I knew this would happen. I had a recurring vision of someone on the roof of a building. I told Nick to keep moving; don't stand still; duck and weave like a boxer. He said he would.
I used to be able to protect him. "You're too close to that river." "You're too high in that tree." "You're driving too fast." I could do it with my voice, my Mom look, by grabbing hold of his hand. I think of the funeral arrangements he and I made the last time I saw him. It was Feb. 24. "Save Julie the pain of decision making." I felt compelled. He easily complied. Did he know, too?
It's 4:40 in the morning. I look at the clock and wonder what I should do. I have to do something to ease the pain in my chest, the crush of 3,000 pairs of combat boots. Should we go to church today? The carnations and red and gold roses will be gone. The flag-draped casket won't be there. Will people wonder what we're doing there - this family of failed prayers?
Will Fiona want to light a candle for Nick? Will the thought of dropping two quarters into the metallic box and lighting a small blue candle - "God bless Nick" - fracture her little heart more?
It's 2:40 in the afternoon in Fallujah. It's hot and dusty, maybe 120 degrees. Nick's guys are working - ducking and weaving. Who's leading them? Who's making them laugh and reassuring them? Who's holding them gently, protecting their fragile necks?
I get out of bed and wander. Past the American flag folded in a triangle. I learned to fold a flag like that in Girl Scouts. I glance at the pile of sympathy cards and unopened thank-you notes. I pluck the tiny flag out of the last dying bouquet of red and white flowers. Step by step.
The sun is coming up. It's a peaceful, clear morning. I feel a ray of promise, like maybe we'll make it through another day. I promised Fiona we'd build a fairy house today. It seems like a good day for that.

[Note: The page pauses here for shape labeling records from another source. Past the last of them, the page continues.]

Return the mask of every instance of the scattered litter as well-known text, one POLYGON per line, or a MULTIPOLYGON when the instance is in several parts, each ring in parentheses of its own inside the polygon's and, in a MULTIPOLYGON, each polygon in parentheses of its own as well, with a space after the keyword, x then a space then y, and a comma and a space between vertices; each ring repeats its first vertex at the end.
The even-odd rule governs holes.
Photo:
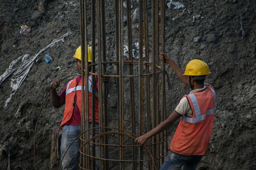
POLYGON ((52 58, 50 56, 50 54, 44 54, 44 60, 47 63, 49 63, 51 60, 52 60, 52 58))
POLYGON ((198 20, 199 19, 204 19, 204 17, 201 16, 200 14, 198 14, 197 15, 193 15, 193 21, 192 23, 195 22, 195 19, 196 19, 197 20, 198 20))
POLYGON ((40 57, 39 59, 35 60, 35 64, 38 64, 42 61, 42 57, 40 57))
POLYGON ((1 85, 6 78, 12 75, 12 76, 10 79, 11 80, 10 87, 12 89, 12 92, 10 96, 5 102, 5 108, 7 107, 8 103, 12 99, 12 96, 14 96, 17 91, 26 79, 30 68, 34 63, 34 62, 36 60, 38 55, 47 49, 54 45, 56 42, 60 41, 64 42, 64 38, 72 33, 72 32, 69 31, 60 37, 54 40, 47 46, 41 49, 37 54, 33 56, 25 54, 12 62, 9 68, 6 69, 3 74, 0 76, 0 85, 1 85), (20 65, 17 65, 19 61, 21 60, 22 60, 22 63, 20 65))
MULTIPOLYGON (((135 60, 139 60, 139 42, 135 42, 133 45, 132 49, 132 57, 135 60)), ((151 48, 149 47, 151 50, 151 48)), ((128 52, 128 45, 124 45, 124 55, 127 57, 129 57, 128 52)), ((145 47, 143 47, 143 58, 145 58, 145 47)))
POLYGON ((58 70, 58 71, 60 71, 61 70, 61 68, 60 66, 58 66, 52 69, 52 70, 58 70))
POLYGON ((185 8, 184 5, 178 2, 172 2, 172 0, 170 0, 170 2, 167 3, 167 6, 169 8, 171 8, 171 5, 172 4, 175 6, 173 9, 180 9, 180 8, 185 8))
POLYGON ((21 28, 21 29, 20 31, 20 33, 21 34, 26 34, 28 32, 30 32, 31 30, 29 27, 26 25, 22 26, 20 28, 21 28))

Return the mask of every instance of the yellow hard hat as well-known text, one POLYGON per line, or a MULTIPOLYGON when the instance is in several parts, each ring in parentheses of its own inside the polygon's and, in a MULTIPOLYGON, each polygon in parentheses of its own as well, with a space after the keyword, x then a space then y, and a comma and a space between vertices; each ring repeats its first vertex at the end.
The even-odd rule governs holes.
POLYGON ((183 75, 191 76, 200 76, 209 74, 210 73, 207 64, 199 60, 192 60, 186 66, 183 75))
MULTIPOLYGON (((76 54, 73 57, 81 60, 81 46, 80 45, 76 50, 76 54)), ((88 47, 88 62, 92 62, 92 47, 90 46, 88 47)))

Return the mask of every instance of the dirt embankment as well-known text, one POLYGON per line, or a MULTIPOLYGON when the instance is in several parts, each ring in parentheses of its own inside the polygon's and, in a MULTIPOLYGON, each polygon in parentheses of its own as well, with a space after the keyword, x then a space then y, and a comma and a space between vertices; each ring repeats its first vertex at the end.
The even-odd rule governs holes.
MULTIPOLYGON (((38 11, 42 10, 38 7, 39 1, 2 1, 0 75, 19 57, 28 54, 28 60, 53 40, 68 34, 38 54, 37 59, 41 57, 41 62, 32 63, 26 79, 6 107, 12 92, 10 77, 0 84, 0 169, 33 169, 34 130, 41 104, 49 92, 49 85, 55 78, 76 73, 72 56, 80 42, 79 3, 45 0, 43 13, 38 11), (20 27, 24 25, 31 31, 21 35, 20 27), (48 53, 53 61, 47 64, 43 57, 48 53), (53 70, 59 66, 61 70, 53 70)), ((131 1, 133 12, 138 3, 131 1)), ((199 169, 255 169, 256 2, 179 2, 184 8, 174 9, 174 6, 170 8, 166 6, 166 51, 183 68, 191 59, 208 63, 211 74, 207 82, 213 85, 217 94, 217 112, 209 149, 199 169)), ((113 2, 108 0, 105 4, 107 54, 111 57, 115 54, 113 2)), ((136 30, 135 27, 133 31, 135 39, 138 34, 136 30)), ((17 64, 22 62, 20 60, 17 64)), ((167 108, 171 111, 189 89, 182 86, 169 67, 166 69, 172 86, 166 91, 167 108)), ((67 81, 61 84, 60 91, 67 81)), ((114 88, 114 81, 110 83, 114 88)), ((111 89, 113 93, 115 90, 111 89)), ((115 101, 109 102, 114 105, 115 101)), ((115 113, 111 112, 114 108, 112 106, 109 113, 115 113)), ((38 169, 50 168, 52 129, 59 126, 63 110, 54 108, 49 100, 43 109, 37 136, 38 169)), ((174 126, 169 130, 170 137, 175 128, 174 126)))

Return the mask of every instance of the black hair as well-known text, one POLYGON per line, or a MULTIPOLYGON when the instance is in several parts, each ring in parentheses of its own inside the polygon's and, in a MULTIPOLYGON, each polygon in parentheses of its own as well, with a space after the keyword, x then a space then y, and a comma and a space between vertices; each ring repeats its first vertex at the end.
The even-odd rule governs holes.
POLYGON ((201 80, 195 80, 195 83, 198 85, 204 84, 204 79, 202 79, 201 80))

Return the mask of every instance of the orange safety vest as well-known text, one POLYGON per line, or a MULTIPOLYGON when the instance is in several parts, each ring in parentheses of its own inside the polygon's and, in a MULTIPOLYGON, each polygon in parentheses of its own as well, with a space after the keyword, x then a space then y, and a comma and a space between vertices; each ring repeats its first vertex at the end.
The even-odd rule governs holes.
MULTIPOLYGON (((89 77, 89 121, 92 121, 92 83, 91 77, 90 75, 89 77)), ((84 86, 84 90, 85 90, 85 86, 84 86)), ((65 104, 65 110, 64 111, 64 116, 62 119, 62 122, 61 124, 61 126, 62 127, 64 125, 68 122, 73 113, 73 110, 75 107, 75 105, 77 105, 79 108, 80 115, 81 113, 81 102, 82 102, 82 81, 77 84, 76 78, 75 78, 69 82, 67 85, 66 89, 66 101, 65 104), (76 104, 74 103, 75 96, 76 94, 76 104)), ((95 91, 95 122, 99 123, 99 99, 98 98, 98 94, 96 91, 95 91)), ((84 95, 85 96, 85 95, 84 95)), ((85 96, 84 96, 85 98, 85 96)), ((84 101, 86 102, 86 99, 84 99, 84 101)), ((84 106, 85 107, 86 106, 84 106)))
POLYGON ((205 155, 209 147, 215 113, 215 94, 211 85, 202 91, 185 95, 192 110, 183 116, 170 144, 172 151, 183 155, 205 155))

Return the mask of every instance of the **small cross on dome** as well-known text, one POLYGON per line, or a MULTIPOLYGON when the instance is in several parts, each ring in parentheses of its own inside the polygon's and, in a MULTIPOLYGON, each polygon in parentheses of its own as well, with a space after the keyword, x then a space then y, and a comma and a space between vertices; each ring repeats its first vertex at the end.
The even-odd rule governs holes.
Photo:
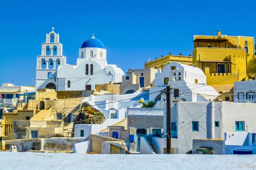
POLYGON ((94 33, 93 33, 93 36, 91 37, 91 38, 95 38, 95 37, 94 37, 94 33))

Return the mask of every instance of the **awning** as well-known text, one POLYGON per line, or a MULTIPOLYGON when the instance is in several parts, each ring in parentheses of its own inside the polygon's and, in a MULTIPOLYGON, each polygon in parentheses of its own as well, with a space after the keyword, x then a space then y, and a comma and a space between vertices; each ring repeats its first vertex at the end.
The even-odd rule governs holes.
POLYGON ((196 149, 197 152, 202 152, 209 153, 212 151, 212 148, 200 147, 196 149))
POLYGON ((19 89, 0 89, 0 93, 13 93, 17 92, 19 89))
POLYGON ((198 60, 202 63, 231 63, 231 62, 226 62, 224 61, 211 61, 210 60, 198 60))

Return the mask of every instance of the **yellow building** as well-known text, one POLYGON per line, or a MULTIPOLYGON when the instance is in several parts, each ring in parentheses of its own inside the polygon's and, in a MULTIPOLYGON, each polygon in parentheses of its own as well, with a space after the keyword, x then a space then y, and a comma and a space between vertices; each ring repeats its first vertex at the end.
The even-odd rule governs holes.
POLYGON ((223 85, 228 87, 219 93, 228 91, 235 81, 254 79, 253 37, 222 35, 218 30, 216 36, 194 35, 194 42, 193 66, 203 71, 207 84, 217 91, 222 90, 223 85))
POLYGON ((148 62, 145 62, 145 68, 153 68, 155 69, 160 68, 162 70, 165 66, 172 62, 177 62, 181 64, 192 66, 193 60, 193 57, 190 56, 184 56, 182 55, 169 55, 165 56, 162 56, 162 57, 159 58, 156 58, 156 60, 154 61, 150 61, 148 62))

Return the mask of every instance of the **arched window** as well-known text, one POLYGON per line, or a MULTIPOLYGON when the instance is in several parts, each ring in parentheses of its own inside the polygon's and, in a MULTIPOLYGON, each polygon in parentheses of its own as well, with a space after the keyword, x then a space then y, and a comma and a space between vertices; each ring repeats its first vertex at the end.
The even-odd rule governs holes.
POLYGON ((52 33, 51 34, 50 36, 50 42, 54 42, 54 34, 52 33))
POLYGON ((70 87, 70 80, 68 80, 68 87, 70 87))
POLYGON ((55 64, 55 68, 56 69, 58 69, 58 67, 60 65, 60 60, 59 58, 58 58, 56 60, 56 64, 55 64))
POLYGON ((52 69, 53 68, 53 60, 52 58, 49 60, 49 65, 48 67, 49 69, 52 69))
POLYGON ((53 49, 53 55, 57 55, 57 46, 55 46, 53 49))
POLYGON ((89 74, 89 65, 86 64, 85 65, 85 75, 89 74))
POLYGON ((90 65, 90 75, 93 74, 93 65, 91 64, 90 65))
POLYGON ((48 72, 47 74, 47 77, 48 78, 53 78, 53 73, 52 72, 48 72))
POLYGON ((46 68, 46 61, 45 59, 43 58, 42 59, 42 67, 41 68, 42 69, 45 69, 46 68))
POLYGON ((47 46, 46 47, 46 55, 50 55, 51 54, 51 49, 49 46, 47 46))

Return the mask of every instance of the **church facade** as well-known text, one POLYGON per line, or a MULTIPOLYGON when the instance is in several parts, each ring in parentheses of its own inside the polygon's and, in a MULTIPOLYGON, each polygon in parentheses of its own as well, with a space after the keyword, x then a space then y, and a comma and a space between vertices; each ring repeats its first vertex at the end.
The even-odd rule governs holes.
POLYGON ((53 88, 56 91, 82 90, 95 88, 95 84, 122 82, 123 70, 115 65, 108 64, 106 50, 94 36, 83 43, 79 49, 76 64, 66 63, 62 55, 59 34, 53 30, 46 34, 37 56, 37 89, 53 88))

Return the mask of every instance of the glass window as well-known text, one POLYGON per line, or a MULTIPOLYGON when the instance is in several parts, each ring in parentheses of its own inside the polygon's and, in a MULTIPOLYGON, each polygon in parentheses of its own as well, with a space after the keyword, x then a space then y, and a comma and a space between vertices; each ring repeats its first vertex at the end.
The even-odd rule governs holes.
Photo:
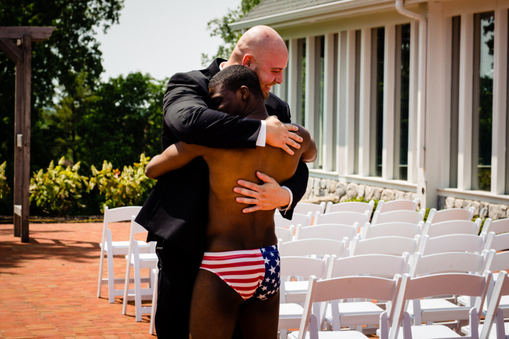
POLYGON ((474 15, 472 188, 490 190, 493 98, 493 12, 474 15))

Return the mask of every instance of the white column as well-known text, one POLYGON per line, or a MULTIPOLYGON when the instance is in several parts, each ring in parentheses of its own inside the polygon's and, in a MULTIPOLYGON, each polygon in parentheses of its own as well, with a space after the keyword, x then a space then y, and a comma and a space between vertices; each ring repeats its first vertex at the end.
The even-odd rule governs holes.
POLYGON ((408 88, 408 181, 417 182, 417 95, 418 87, 419 23, 410 22, 410 60, 408 88))
MULTIPOLYGON (((315 81, 316 81, 315 64, 316 56, 315 54, 316 39, 314 36, 306 37, 306 78, 305 79, 306 93, 304 96, 305 118, 304 125, 306 128, 318 143, 318 135, 314 135, 315 131, 315 81)), ((317 145, 317 148, 320 150, 320 146, 317 145)), ((317 159, 318 160, 318 159, 317 159)), ((315 161, 317 163, 318 161, 315 161)), ((310 164, 313 166, 314 165, 310 164)))
MULTIPOLYGON (((410 45, 411 46, 411 44, 410 45)), ((359 86, 359 174, 370 175, 370 120, 371 116, 371 29, 360 32, 359 86)))
POLYGON ((460 34, 458 188, 465 190, 470 189, 472 184, 473 30, 473 14, 462 14, 460 34))
POLYGON ((505 130, 507 119, 507 9, 495 11, 493 110, 491 146, 491 192, 505 190, 505 130))
POLYGON ((333 139, 334 130, 334 34, 326 34, 324 48, 324 83, 323 83, 323 168, 332 171, 333 139))
POLYGON ((297 89, 298 88, 298 42, 296 39, 291 39, 288 44, 288 67, 287 71, 288 72, 288 105, 290 106, 290 114, 292 115, 292 121, 295 122, 297 116, 297 105, 298 100, 297 100, 297 89))
POLYGON ((385 29, 383 71, 383 136, 382 146, 382 177, 394 176, 394 87, 396 26, 387 25, 385 29))
POLYGON ((355 152, 355 31, 347 32, 345 174, 353 174, 355 152))

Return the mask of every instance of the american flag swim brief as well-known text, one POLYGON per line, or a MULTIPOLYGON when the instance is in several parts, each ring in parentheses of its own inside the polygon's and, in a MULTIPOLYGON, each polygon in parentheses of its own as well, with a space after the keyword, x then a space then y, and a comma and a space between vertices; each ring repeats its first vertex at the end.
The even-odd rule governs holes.
POLYGON ((217 275, 244 300, 251 297, 265 300, 279 289, 279 253, 276 245, 206 252, 200 268, 217 275))

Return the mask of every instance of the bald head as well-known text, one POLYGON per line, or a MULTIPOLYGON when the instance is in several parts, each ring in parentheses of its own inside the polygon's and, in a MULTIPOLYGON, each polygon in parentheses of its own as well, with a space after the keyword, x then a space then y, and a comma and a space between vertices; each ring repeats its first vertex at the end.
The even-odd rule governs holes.
POLYGON ((268 26, 255 26, 240 37, 223 67, 241 65, 254 71, 266 98, 270 88, 282 82, 288 62, 288 50, 277 32, 268 26))

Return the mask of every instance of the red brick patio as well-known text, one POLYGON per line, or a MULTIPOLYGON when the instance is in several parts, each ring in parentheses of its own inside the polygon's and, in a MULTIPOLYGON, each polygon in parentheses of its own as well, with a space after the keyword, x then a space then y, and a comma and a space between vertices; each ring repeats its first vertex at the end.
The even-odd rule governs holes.
MULTIPOLYGON (((128 239, 128 224, 112 227, 114 240, 128 239)), ((132 302, 124 316, 121 298, 108 302, 106 285, 97 297, 102 231, 102 223, 33 223, 23 244, 12 224, 0 224, 0 337, 155 337, 150 315, 135 321, 132 302)), ((115 266, 123 276, 125 260, 115 266)))

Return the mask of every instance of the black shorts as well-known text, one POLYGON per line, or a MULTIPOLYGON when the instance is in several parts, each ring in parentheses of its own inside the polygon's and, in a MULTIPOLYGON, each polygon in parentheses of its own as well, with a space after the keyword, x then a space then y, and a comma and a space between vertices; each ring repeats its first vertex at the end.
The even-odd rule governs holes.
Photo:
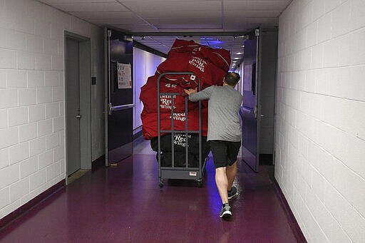
POLYGON ((237 160, 241 142, 210 140, 209 145, 213 155, 215 168, 232 165, 237 160))

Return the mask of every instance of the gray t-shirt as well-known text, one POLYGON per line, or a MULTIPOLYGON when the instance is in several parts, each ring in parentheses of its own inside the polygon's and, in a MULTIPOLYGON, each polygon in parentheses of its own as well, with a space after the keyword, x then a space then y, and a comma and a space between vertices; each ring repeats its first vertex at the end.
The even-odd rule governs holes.
POLYGON ((242 95, 231 86, 210 86, 191 93, 189 100, 208 99, 208 140, 241 140, 238 112, 242 95))

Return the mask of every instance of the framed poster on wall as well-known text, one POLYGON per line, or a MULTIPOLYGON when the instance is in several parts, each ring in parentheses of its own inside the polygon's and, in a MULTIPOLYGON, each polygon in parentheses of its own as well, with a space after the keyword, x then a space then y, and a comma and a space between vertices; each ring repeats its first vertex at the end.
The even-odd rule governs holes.
POLYGON ((118 88, 132 88, 130 64, 118 63, 118 88))

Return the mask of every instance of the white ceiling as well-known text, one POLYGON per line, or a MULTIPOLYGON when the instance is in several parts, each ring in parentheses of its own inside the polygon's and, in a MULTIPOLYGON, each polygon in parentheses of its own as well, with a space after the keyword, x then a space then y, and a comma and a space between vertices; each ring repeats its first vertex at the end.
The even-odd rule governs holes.
POLYGON ((103 27, 125 31, 167 53, 176 38, 231 51, 241 58, 244 35, 277 26, 292 0, 39 0, 103 27), (144 36, 144 37, 143 37, 144 36))

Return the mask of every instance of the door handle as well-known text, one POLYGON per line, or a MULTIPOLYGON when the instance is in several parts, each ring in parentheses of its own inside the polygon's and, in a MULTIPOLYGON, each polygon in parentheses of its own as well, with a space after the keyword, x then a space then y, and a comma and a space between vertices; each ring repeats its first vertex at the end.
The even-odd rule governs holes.
POLYGON ((125 110, 133 107, 134 107, 133 103, 115 106, 113 106, 111 103, 109 103, 109 115, 111 115, 113 111, 125 110))

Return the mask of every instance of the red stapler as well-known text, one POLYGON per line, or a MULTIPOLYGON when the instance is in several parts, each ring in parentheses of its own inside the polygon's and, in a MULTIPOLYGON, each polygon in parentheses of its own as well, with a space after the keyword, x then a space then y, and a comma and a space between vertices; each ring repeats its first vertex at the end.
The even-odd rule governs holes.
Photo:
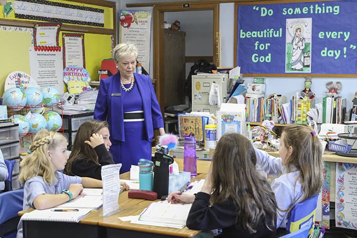
POLYGON ((157 199, 157 193, 152 191, 131 190, 128 192, 128 197, 129 198, 145 199, 152 201, 157 199))

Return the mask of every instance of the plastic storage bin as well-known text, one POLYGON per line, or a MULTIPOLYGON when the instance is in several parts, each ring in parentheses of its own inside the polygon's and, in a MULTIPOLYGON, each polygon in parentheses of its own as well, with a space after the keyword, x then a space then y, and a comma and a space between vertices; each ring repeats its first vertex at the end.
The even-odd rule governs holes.
POLYGON ((16 143, 0 145, 0 150, 3 152, 4 159, 11 159, 18 157, 18 149, 20 147, 19 141, 16 143))
POLYGON ((351 151, 352 145, 350 144, 343 145, 336 143, 336 141, 329 141, 329 150, 337 152, 348 153, 351 151))
POLYGON ((78 130, 79 126, 86 121, 93 119, 93 115, 85 116, 84 117, 63 118, 63 125, 65 130, 70 130, 72 132, 78 130))

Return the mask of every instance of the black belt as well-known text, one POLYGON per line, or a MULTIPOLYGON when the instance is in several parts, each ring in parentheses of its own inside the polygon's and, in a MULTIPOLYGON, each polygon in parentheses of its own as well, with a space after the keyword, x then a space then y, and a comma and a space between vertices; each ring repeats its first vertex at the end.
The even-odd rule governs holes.
POLYGON ((124 113, 124 120, 144 119, 144 113, 124 113))

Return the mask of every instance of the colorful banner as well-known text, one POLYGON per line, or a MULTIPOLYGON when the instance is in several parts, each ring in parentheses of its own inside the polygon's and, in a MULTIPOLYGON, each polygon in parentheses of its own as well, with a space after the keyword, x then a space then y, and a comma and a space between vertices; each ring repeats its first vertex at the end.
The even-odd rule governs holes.
POLYGON ((356 74, 354 1, 238 6, 242 74, 356 74))
POLYGON ((357 164, 336 163, 336 227, 357 230, 357 164))

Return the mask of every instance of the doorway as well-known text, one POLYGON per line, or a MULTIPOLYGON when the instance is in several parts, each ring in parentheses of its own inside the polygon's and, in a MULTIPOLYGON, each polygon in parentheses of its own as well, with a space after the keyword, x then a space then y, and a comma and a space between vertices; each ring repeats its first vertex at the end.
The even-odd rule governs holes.
MULTIPOLYGON (((165 102, 165 57, 164 57, 164 13, 167 12, 187 11, 213 11, 213 39, 212 62, 218 65, 218 42, 216 32, 219 28, 219 3, 190 3, 189 7, 182 3, 158 4, 153 10, 153 66, 154 78, 156 79, 156 95, 161 111, 163 113, 165 102)), ((198 59, 197 59, 198 60, 198 59)), ((193 60, 195 62, 196 60, 193 60)), ((183 80, 184 80, 184 79, 183 80)))

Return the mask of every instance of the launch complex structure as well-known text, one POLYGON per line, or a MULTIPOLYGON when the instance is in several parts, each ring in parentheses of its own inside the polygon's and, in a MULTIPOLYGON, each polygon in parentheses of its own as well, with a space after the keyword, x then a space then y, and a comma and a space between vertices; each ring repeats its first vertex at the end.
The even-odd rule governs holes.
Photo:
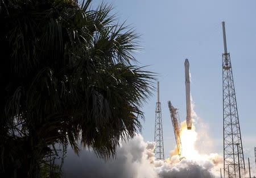
MULTIPOLYGON (((222 101, 223 101, 223 151, 224 177, 226 178, 241 177, 245 173, 242 137, 239 122, 238 113, 236 97, 234 79, 230 53, 228 52, 225 22, 222 22, 224 52, 222 55, 222 101)), ((191 108, 190 100, 190 81, 188 60, 185 60, 185 77, 187 105, 187 127, 191 129, 191 108)), ((168 102, 171 118, 174 127, 177 154, 181 156, 180 140, 180 122, 177 109, 170 101, 168 102)), ((159 82, 158 82, 158 102, 155 110, 154 153, 157 160, 164 160, 164 144, 161 104, 159 101, 159 82)), ((256 164, 256 147, 254 148, 256 164)))

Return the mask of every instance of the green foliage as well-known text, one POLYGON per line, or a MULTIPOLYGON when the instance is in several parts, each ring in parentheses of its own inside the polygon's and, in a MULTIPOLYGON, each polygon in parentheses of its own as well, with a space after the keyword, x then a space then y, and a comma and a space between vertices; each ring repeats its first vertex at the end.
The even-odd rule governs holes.
POLYGON ((138 35, 90 0, 0 2, 0 171, 35 177, 56 143, 114 156, 152 88, 134 65, 138 35))

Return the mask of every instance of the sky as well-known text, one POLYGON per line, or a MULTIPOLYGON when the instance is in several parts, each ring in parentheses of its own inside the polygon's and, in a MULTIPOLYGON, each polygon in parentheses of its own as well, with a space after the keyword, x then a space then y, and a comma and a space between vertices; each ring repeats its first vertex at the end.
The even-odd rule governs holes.
MULTIPOLYGON (((102 1, 94 0, 94 6, 102 1)), ((225 22, 228 52, 233 73, 245 152, 252 160, 256 146, 256 1, 108 0, 119 22, 141 35, 142 52, 136 53, 140 66, 158 73, 164 155, 175 140, 167 105, 178 108, 185 119, 184 62, 188 58, 194 110, 200 118, 196 129, 207 130, 212 140, 207 151, 223 154, 221 22, 225 22)), ((142 135, 154 141, 156 93, 142 108, 142 135)), ((203 144, 204 145, 203 143, 203 144)), ((253 162, 251 161, 251 162, 253 162)))

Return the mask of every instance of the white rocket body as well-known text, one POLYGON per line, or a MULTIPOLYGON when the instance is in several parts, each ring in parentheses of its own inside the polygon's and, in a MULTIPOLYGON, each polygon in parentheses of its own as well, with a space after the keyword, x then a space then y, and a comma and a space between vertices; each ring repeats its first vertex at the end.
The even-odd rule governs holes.
POLYGON ((189 62, 185 60, 185 84, 186 88, 186 106, 187 106, 187 128, 191 130, 192 127, 191 103, 190 101, 190 81, 189 81, 189 62))

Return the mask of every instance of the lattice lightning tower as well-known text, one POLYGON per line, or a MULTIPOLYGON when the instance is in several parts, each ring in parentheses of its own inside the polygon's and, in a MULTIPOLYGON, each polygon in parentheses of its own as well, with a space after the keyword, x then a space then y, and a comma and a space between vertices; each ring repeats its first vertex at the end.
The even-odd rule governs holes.
POLYGON ((222 54, 224 170, 224 177, 232 178, 238 177, 239 166, 241 171, 245 171, 245 167, 231 60, 226 48, 224 22, 222 22, 222 30, 224 43, 224 53, 222 54))
POLYGON ((256 147, 254 147, 255 165, 256 166, 256 147))
POLYGON ((163 126, 162 123, 161 103, 159 101, 159 82, 158 81, 158 102, 155 108, 155 148, 154 152, 156 160, 164 160, 163 126))

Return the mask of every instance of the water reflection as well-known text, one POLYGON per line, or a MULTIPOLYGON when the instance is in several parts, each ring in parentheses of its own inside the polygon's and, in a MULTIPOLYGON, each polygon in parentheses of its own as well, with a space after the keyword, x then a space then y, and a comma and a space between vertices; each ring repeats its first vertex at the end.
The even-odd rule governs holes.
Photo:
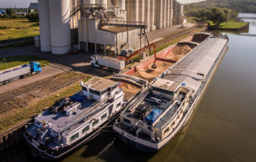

Maggie Hall Walsh, a former reporter at The News, lives in Fort Collins, Colo., and works for Colorado State University. Her son Nicholas R. Walsh was killed in Iraq in May, two days before Memorial Day. Today would have been Nick's 27th birthday. E-mail:


Anonymous said...

nice site you got there

Leigh said...

thanks JOhn.

Beth said...

I just came across your blog in googling about Nick. I babysat for Ian and Flynn when the family lived in Anniston! I loved (still do) Maggie - she was my confirmation sponsor.

This was an awesome post!

Leigh said...

Hi Beth! They are a special family, very devoted to one another. I know that they will get through this-because of their strength, faith and dependancy and love from one another.